Did you hit ten o’clock in the evening or maybe two in the morning and still can’t sleep? Do you feel frustrated and anxious about your work early in the morning? How do you explain this?
There is a whole host of reasons that hinder you from getting a good and adequate sleep (such as stress, pre-menopause and coffee that you drank after dinner), however, there is a reason that is not mentioned in your mind: the light of your mobile phone!
Some new research has shown the mechanism of action of light-sensitive cells in the retina in controlling the internal clock, when exposed to light with its blue waves, as blue light has the greatest effect in this event, this research helped explain the mechanism in which sleep efficiency may be affected as a result Continuous exposure to light that is not synchronized with the internal biological clock, i.e. exposure to it at late hours at night.
The sleep cycle no longer follows the pattern of morning and evening as a result of our use of unnatural light sources and because of the development of technology and the increasing use of smart phones and others.
It is worth noting that the ordinary room lamp does not have the same blue light effect from smartphones and many electronics in your home. Health sleep specialist Northwell explains that blue light is a type of light with a certain wavelength of light spectrum, and does not appear blue to the naked eye It looks like a white glow, which emits a smartphone, iPad, laptop, e-reader and virtually all other electronic devices in your home, and you’ll also find it in fluorescent lights and LED lights.
Excessive exposure to any artificial light source can lead to sleep deprivation or poor sleep quality, however; blue light is a special problem; it is a hormone your body produces when it’s time to prepare for sleep.
But how does this happen?
Light-sensitive cells are not involved in transferring images to the brain.
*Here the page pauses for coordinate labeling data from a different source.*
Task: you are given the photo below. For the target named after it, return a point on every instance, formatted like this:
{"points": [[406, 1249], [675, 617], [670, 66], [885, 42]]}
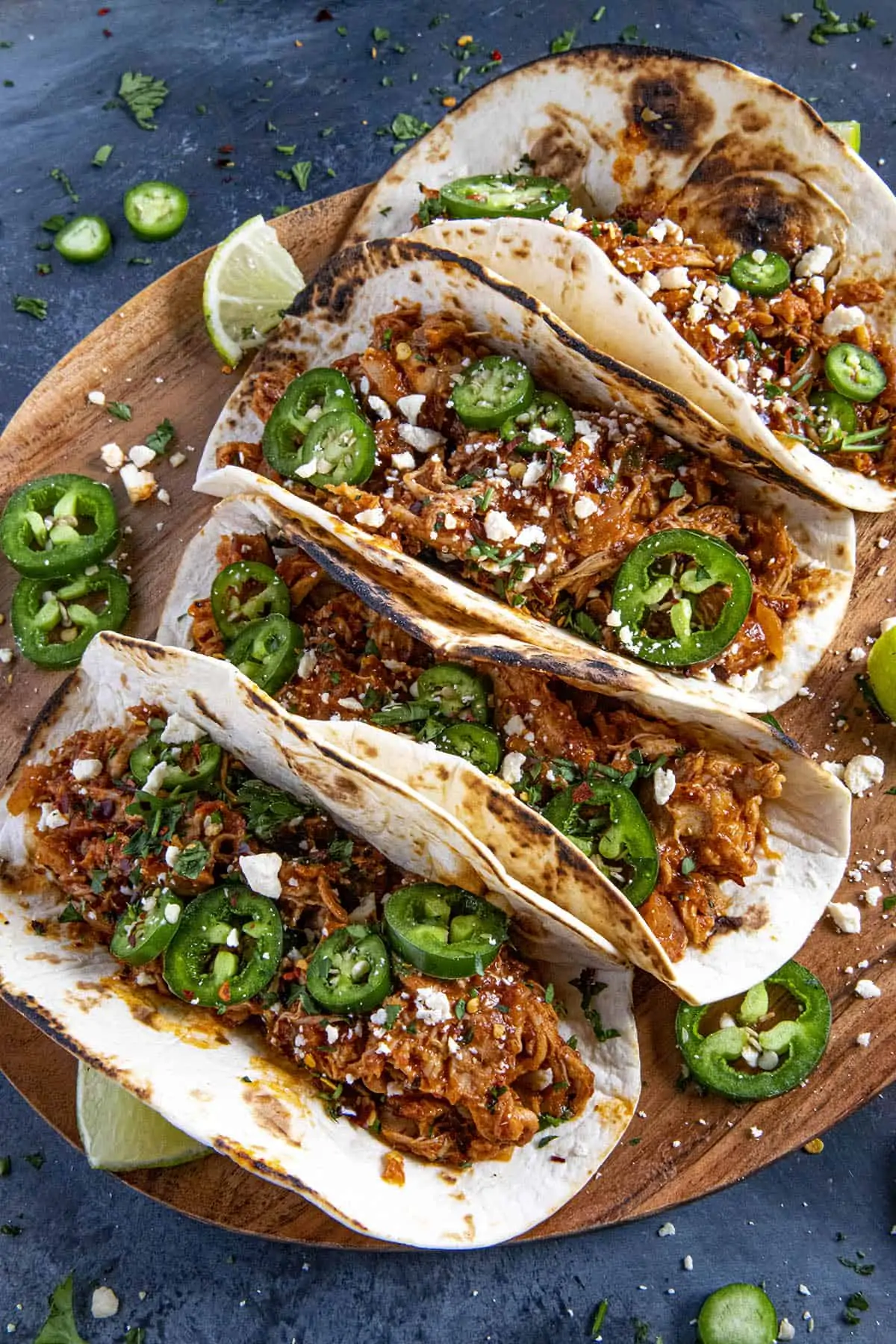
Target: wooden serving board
{"points": [[153, 354]]}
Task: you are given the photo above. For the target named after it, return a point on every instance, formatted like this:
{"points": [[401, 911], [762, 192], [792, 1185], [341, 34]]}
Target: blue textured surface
{"points": [[200, 1284]]}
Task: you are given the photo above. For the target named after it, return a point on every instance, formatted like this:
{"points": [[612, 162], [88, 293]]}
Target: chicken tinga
{"points": [[591, 520], [405, 1001], [665, 816], [798, 343]]}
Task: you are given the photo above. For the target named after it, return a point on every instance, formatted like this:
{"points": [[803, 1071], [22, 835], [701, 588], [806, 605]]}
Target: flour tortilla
{"points": [[335, 316], [809, 824], [193, 1068], [731, 156]]}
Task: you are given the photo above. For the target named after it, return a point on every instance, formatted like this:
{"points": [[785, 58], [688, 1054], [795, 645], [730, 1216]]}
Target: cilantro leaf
{"points": [[60, 1327], [34, 307], [267, 808], [143, 96], [160, 437]]}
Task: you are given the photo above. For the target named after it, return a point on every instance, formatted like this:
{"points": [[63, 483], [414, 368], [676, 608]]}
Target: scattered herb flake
{"points": [[143, 96]]}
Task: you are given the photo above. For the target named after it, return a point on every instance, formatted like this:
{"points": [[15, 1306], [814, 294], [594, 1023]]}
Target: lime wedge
{"points": [[122, 1135], [250, 282], [849, 132]]}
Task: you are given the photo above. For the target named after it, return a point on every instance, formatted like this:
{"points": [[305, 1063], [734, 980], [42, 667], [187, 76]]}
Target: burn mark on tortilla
{"points": [[673, 113]]}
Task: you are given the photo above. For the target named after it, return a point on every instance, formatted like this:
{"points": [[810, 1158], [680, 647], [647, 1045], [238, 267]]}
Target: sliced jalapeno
{"points": [[798, 1043], [546, 411], [267, 652], [766, 277], [156, 210], [143, 934], [657, 597], [226, 949], [203, 768], [477, 745], [492, 390], [835, 417], [246, 591], [855, 373], [454, 691], [606, 821], [317, 393], [343, 449], [52, 621], [84, 240], [738, 1313], [349, 971], [494, 195], [445, 932], [58, 526]]}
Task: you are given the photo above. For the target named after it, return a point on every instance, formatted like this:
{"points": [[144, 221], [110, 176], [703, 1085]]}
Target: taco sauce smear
{"points": [[541, 511], [668, 813], [225, 892]]}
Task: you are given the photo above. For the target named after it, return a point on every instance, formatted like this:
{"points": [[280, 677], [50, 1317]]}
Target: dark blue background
{"points": [[207, 1285]]}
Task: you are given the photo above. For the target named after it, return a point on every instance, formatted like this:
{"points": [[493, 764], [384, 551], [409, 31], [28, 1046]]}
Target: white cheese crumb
{"points": [[862, 773], [104, 1304], [512, 766], [87, 768], [499, 526], [262, 873], [140, 485], [371, 517], [411, 406], [179, 732], [845, 915], [664, 785]]}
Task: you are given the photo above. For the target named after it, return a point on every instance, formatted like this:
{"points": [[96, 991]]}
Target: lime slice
{"points": [[849, 132], [121, 1133], [250, 282]]}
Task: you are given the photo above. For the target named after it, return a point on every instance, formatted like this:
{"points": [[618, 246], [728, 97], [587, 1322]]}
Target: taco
{"points": [[449, 425], [304, 965], [700, 844], [700, 223]]}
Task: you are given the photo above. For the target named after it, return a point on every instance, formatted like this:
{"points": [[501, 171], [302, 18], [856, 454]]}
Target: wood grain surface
{"points": [[153, 354]]}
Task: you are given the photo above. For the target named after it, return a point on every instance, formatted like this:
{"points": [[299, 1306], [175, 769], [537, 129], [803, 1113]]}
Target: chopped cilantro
{"points": [[143, 96], [33, 307]]}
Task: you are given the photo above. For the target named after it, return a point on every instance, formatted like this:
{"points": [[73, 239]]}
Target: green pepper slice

Instead, they sense levels of ambient light and then send signals to the brain according to levels of surrounding light. Inside these cells there is a protein called melanopsin that treats ambient light, and prolonged exposure to light may reshape this protein within cells.
The continuous regeneration of melanopsin leads to the sending of signals to the brain informing him of the conditions of the surrounding lighting. The brain uses this information to regulate sleep, alertness and awareness.
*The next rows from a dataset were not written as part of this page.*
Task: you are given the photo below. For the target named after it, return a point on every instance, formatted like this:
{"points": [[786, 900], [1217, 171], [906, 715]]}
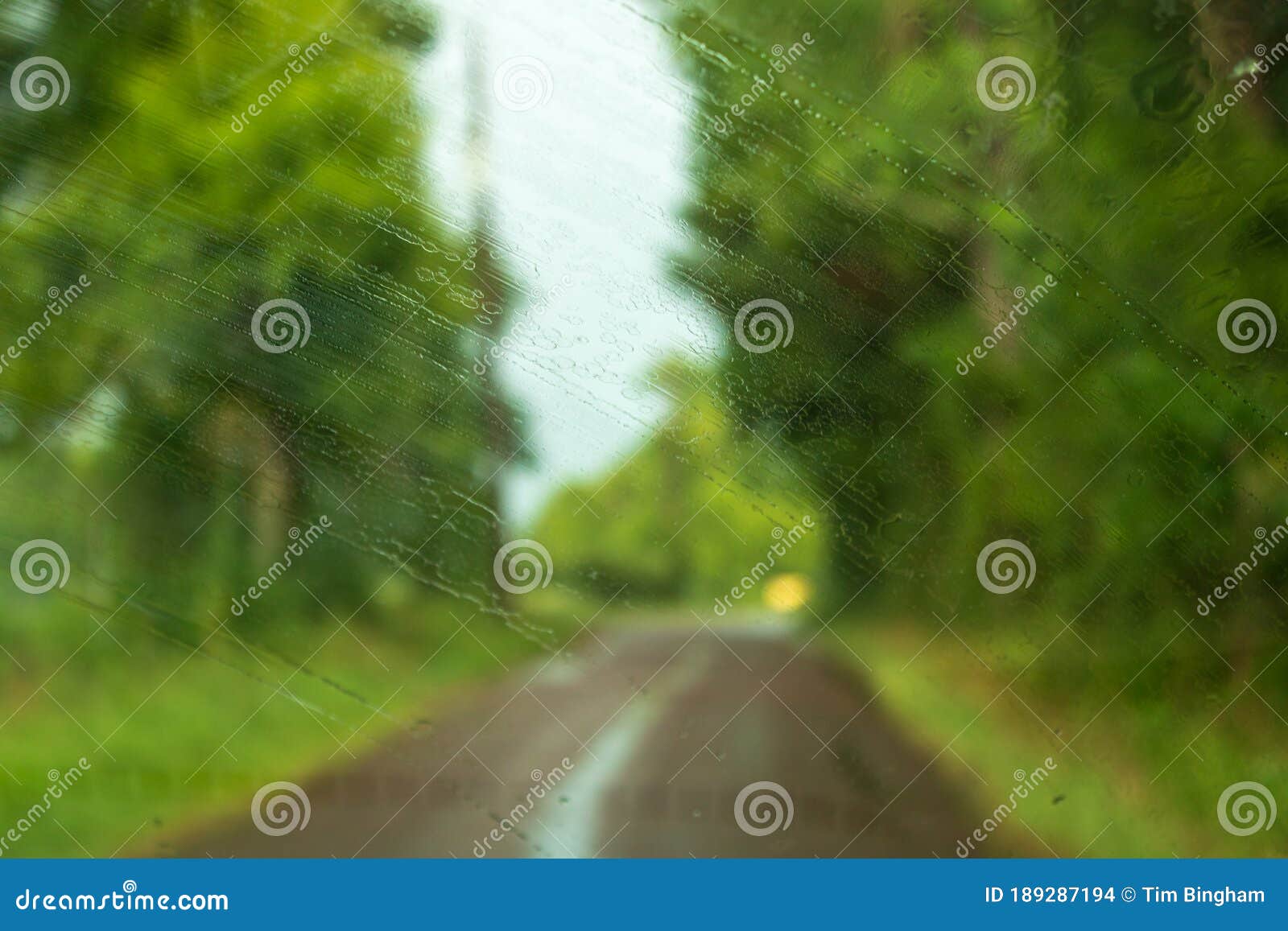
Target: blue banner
{"points": [[657, 894]]}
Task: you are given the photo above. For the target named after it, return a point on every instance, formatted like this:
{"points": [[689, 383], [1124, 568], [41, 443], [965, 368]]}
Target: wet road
{"points": [[638, 744]]}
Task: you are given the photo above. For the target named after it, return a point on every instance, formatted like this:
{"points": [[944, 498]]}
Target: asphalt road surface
{"points": [[663, 727]]}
In other words, blue light keeps you alert, and Dr. Rajan says, “Blue light may interfere with the geometry of the sleep process as well, and lead to an imbalance in the deepest stage of sleep.” If you cannot reach the deepest stage of sleep, you will still feel tired even after you wake up.
What is the effect of the biological clock on the human body?
The main biological clock that regulates the 24-hour cycle is located in a region called (the nucleus) located above the sclerosis in the hypothalamic region of the brain, and its nerve fibers are sent throughout the body.
This nucleus is made up of two small groups of thousands of nerve cells that “tell time” based on external signals (such as light and dark). They regulate sleep, metabolism, and hormone production. The internal circadian rhythms control body temperature, heart activity, hormonal secretion, blood pressure, oxygen consumption, and metabolism of functions. Many others.
In addition to being involved in regulating both levels of sugar, electrolytes, and erythrocytes, our inner hour may affect our mood, causing depression, especially in the winter season known as seasonal affective disorder (SAD).
Getting adequate sleep and going to sleep in a timely manner helps her to perform her work in an optimal way, which led researchers to look towards modern treatments for insomnia, migraines and a biological clock disorder. A Spanish study found that people who were exposed to blue light at night were more likely to be infected Breast cancer or prostate cancer, and other research has linked the effect of blue light on metabolism may increase the risk of diabetes and obesity.
As for the effect of blue light on the eye, it has not yet been established, however; some research has suggested that, in the long term, it may alter the cells receiving light causing damage to the retina.
Now that we know the effect of light – especially blue – on our health, here are some ways to prevent its effects:
1- Reducing bedtime electronics:
Place the devices you carry near your face – like smartphones – away from you at least one hour before bedtime, they are worse than the TV that emits less blue light in addition to being far away, and you can use the blue light filter on your device or wear light blocking glasses Blue instead.
2- You can replace the typical white with light or bright blue with a light in red.
3- Hanging some curtains is a simple way to keep your room comfortable if street lights enter your bedroom.